There was no surprise then, when the new Euro Club index rated Liverpool as the number one team in Europe toppling FC Barcelona, Bayern Munich and City in the process while Jurgen Klopp won FIFA's award for best coach of the year. Four of Liverpool's players; Virgil van Dijk, Sadio Mane, Mohammed Salah and Allison Baker were named in FIFA's best eleven while van Dijk, who won the PFA Player of the Year award in England, and second best FIFA Men's Player of the Year, also won the UEFA Men's Player of the Year.
The rise and rise of Liverpool and City in 2019 however, also saw the demise of two traditional teams; Manchester United and Arsenal; the dominant teams in the 1990 and 2000 decades. Finishing sixth and fifth respectively in the 2018-19 season to qualify for the UEFA Europa League rather than the elite Champions League - for Arsenal for a second successive season - the manner of fall for the two former champions beggared belief.

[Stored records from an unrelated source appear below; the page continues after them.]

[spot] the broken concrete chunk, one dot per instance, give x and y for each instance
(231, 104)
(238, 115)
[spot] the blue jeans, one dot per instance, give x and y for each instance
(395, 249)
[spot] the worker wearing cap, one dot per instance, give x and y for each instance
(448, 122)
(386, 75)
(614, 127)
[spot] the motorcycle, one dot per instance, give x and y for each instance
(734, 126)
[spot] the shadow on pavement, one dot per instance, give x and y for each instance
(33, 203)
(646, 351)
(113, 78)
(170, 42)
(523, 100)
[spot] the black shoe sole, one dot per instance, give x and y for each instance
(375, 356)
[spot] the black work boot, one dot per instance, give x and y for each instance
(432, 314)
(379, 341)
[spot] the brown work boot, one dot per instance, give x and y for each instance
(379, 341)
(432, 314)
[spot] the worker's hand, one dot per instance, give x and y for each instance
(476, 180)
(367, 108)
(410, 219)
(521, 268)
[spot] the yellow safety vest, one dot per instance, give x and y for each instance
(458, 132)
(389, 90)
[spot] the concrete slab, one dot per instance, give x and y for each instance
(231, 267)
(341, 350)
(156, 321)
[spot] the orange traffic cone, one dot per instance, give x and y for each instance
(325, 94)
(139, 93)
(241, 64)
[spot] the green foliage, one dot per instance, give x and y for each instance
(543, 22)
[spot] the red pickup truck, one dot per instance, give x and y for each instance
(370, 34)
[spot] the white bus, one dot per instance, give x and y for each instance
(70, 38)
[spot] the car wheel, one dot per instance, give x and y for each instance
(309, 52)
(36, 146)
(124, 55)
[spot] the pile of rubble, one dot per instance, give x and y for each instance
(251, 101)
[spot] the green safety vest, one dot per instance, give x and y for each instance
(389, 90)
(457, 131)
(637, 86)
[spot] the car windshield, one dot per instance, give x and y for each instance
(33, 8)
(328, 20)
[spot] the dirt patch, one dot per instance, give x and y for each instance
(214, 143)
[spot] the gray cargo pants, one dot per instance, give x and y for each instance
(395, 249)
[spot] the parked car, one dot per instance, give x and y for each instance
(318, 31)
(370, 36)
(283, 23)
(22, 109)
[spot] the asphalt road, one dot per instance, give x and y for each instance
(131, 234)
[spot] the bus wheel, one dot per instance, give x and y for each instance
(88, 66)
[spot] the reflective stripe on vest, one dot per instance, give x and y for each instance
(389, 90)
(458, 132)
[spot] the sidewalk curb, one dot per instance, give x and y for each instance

Arsenal finished 28 points behind champions City and United 33 points. By end of 2019, United trailed table leaders Liverpool by 24 points and Arsenal 28 points after 20 games of the 2019-20 season. The points gap from the leaders in both seasons not only suggests a huge disparity in class which has re-positioned United and Arsenal now firmly among mid - table teams, but also, in the grand scheme of things, been jettisoned into mediocrity. Their new surroundings which include Spurs, Sheffield United, Wolves, Crystal Palace and Everton now look like their natural habitat. Their demise has been worse than the fall of the British Empire.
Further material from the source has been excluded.